Enlightened property developers, owners, and managers are taking seriously the looming steep rise in energy and maintenance costs by examining their existing installations such as lighting and HVAC, a major consumer of electrical power. One such example is the Vukile Property Fund who, together with managing agent Broll Property Group, have accessed the expertise of consulting engineering group Royal HaskoningDHV (formerly SSI) to carry out a HVAC plant room upgrade of their Suncardia property in Arcadia, Pretoria – a project that will save the owners an estimated R400 000 per annum in combined energy and maintenance costs.
Project manager and principle associate mechanical engineer Casper Vos explains the details of the project. “Royal HaskoningDHV – then SSI – designed the original HVAC and chiller plant installation for the Suncardia building in 1989, one of several we have designed for this client. “The scope consists of replacing the three existing York chillers with a new air cooled chiller which includes demolishing 24 glycol filled ice storage tanks, two cooling towers and replacing four centrifugal pumps, a heat exchanger, +/- 400 m of pipe work and the rebalancing of the entire chilled water system. “The three York chillers used to serve the ice storage system but that was decommissioned a couple of years ago due to maintenance issues. A water-cooled screw chiller was installed then to replace the ice storage system. This upgrade will see the new air cooled chiller installed in series with the existing water-cooled chiller to achieve the required cooling capacity” explained Casper.In order to maximise the efficiency of the new equipment, the existing plant was virtually remodelled in a BIM (Building Information Modelling) environment. The aim of this approach was to simulate the entire system’s water flow, which helps dramatically to understand the complexity of the existing system and therefore optimise design decisions whilst accurately quantifying the amount of demolition work that has to be done.

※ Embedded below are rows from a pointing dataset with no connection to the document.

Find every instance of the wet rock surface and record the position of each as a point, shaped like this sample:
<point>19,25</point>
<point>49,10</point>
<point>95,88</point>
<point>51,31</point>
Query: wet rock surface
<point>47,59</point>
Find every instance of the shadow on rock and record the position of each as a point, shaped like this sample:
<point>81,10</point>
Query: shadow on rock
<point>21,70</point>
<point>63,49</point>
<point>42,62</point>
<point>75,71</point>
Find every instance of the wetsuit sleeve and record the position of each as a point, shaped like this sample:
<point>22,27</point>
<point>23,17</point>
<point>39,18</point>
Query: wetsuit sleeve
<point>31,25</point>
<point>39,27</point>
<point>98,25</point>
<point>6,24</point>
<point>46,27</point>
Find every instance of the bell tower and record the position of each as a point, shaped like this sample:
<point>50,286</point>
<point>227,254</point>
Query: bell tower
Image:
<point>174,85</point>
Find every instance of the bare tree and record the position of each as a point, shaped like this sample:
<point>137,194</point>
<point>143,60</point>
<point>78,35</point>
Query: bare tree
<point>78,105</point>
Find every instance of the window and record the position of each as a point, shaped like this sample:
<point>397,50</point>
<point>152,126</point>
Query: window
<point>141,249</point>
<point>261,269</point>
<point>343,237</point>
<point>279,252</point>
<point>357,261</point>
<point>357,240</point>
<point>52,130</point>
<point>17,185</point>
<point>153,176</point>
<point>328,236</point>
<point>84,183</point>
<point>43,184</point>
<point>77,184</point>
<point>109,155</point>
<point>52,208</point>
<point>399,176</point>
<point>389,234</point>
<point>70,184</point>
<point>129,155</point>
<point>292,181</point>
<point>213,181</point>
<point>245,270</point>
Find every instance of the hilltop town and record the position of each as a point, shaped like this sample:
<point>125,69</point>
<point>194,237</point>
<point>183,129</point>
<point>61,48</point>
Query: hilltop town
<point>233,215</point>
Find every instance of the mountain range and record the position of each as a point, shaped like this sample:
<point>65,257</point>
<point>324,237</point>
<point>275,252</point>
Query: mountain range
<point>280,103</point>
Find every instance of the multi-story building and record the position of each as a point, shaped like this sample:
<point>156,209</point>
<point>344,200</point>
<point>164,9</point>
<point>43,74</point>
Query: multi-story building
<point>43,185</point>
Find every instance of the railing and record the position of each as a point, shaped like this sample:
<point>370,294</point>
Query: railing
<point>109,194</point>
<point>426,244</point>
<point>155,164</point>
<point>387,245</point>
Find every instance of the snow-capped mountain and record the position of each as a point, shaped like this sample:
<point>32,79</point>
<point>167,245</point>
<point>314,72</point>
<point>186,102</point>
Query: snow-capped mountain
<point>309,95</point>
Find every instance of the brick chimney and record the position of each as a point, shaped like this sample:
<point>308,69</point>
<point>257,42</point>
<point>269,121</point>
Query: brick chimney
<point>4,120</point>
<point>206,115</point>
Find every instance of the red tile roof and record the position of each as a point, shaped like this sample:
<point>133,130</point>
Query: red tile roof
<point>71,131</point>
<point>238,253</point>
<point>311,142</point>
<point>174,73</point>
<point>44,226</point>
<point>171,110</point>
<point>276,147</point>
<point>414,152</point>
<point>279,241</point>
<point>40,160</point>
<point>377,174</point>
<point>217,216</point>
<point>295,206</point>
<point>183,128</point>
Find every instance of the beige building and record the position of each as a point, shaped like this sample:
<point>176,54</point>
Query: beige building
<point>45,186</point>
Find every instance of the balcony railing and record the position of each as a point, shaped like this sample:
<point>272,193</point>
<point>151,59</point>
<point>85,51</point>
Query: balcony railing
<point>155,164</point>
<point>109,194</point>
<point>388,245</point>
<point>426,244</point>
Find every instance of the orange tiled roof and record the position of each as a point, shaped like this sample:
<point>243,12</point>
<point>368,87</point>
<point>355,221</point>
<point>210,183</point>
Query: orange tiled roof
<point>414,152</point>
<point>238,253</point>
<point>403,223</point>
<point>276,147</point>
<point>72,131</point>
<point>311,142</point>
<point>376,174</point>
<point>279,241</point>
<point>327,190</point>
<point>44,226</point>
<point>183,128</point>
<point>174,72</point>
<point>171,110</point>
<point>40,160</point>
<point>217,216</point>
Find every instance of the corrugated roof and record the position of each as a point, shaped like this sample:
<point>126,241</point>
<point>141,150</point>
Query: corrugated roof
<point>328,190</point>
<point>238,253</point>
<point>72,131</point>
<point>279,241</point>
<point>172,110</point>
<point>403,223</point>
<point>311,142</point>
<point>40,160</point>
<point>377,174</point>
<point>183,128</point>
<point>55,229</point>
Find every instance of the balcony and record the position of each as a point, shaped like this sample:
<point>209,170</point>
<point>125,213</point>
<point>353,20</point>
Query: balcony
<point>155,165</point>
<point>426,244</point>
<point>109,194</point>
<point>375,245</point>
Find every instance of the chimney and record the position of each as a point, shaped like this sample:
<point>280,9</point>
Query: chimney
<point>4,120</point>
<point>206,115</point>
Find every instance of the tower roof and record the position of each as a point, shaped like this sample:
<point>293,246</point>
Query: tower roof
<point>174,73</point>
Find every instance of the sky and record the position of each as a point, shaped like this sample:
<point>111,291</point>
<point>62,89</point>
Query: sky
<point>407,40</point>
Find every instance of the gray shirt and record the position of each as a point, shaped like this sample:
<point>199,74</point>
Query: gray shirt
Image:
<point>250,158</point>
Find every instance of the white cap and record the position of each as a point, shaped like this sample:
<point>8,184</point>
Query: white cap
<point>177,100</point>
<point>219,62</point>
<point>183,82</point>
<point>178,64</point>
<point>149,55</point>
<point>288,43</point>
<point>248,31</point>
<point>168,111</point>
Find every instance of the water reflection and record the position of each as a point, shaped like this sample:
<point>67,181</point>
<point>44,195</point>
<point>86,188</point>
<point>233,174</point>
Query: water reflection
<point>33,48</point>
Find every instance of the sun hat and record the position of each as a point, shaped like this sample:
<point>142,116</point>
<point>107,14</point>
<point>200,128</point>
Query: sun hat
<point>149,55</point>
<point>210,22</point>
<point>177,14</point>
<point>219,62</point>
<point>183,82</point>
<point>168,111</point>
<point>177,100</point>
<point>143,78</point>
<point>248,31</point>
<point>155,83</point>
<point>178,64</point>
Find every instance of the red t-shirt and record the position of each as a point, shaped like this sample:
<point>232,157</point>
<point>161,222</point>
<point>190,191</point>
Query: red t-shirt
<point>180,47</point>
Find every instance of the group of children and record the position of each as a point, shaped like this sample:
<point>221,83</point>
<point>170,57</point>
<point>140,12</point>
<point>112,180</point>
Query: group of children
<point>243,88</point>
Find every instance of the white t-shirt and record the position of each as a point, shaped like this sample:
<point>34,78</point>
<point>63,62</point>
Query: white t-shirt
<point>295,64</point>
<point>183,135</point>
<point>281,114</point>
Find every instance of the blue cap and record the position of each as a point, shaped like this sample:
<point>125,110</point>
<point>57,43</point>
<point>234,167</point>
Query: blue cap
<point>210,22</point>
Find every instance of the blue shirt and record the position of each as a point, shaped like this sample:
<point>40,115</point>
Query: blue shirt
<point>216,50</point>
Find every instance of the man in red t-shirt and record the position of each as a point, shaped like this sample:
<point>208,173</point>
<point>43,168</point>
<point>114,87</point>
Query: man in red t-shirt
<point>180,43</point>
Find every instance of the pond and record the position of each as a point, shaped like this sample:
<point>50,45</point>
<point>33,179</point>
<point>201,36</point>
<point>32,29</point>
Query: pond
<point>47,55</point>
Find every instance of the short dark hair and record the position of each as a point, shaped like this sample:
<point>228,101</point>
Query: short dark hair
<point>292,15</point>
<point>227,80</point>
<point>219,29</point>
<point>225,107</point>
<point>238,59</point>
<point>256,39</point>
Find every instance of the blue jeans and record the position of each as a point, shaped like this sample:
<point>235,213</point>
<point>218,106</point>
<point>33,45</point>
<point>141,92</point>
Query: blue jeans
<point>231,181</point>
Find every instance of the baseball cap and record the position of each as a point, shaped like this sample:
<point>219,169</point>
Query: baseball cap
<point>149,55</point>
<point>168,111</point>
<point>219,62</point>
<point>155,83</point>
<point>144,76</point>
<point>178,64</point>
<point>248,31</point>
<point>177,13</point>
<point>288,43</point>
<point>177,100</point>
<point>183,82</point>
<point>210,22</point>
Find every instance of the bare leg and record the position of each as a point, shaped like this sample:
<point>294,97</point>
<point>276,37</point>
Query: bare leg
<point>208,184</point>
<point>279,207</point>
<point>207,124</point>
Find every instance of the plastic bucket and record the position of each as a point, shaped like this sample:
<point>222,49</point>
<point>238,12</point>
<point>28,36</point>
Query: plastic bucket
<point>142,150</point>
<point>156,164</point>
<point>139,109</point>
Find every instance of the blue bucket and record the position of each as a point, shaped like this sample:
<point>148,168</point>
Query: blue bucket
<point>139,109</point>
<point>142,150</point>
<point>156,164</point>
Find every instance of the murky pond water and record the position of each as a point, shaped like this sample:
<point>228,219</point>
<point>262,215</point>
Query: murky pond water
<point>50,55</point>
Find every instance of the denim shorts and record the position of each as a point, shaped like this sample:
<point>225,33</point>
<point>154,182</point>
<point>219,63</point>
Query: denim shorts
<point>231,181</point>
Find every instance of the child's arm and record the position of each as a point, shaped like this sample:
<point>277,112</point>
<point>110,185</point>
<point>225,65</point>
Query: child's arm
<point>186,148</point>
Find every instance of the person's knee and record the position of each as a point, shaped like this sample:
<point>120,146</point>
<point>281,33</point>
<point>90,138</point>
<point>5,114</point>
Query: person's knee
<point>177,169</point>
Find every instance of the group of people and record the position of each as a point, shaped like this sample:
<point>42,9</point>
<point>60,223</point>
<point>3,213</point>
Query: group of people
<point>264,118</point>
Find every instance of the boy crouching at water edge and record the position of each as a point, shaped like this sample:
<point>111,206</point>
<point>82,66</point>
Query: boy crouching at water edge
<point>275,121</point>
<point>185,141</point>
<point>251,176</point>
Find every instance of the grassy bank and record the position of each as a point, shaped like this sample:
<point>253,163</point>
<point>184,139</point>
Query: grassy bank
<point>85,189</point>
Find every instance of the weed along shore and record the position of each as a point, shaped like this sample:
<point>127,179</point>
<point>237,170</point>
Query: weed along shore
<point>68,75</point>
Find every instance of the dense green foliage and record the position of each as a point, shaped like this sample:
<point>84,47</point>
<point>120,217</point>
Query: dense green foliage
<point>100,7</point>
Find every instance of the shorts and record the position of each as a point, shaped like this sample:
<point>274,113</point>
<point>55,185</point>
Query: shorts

“All our design decisions are driven by sustainability and maximising efficiencies of plant and equipment” said Casper, who is one of several Green Star accredited professionals employed by Royal HaskoningDHV. “This upgrade will result in the client achieving substantial electrical and maintenance cost savings on the HVAC installation, estimated to achieve a total project payback within 10 years, whilst radically reducing the plant room size, equipment and operational costs” he concluded. Site work is scheduled to commence March 2013 with a completion date of August 2013.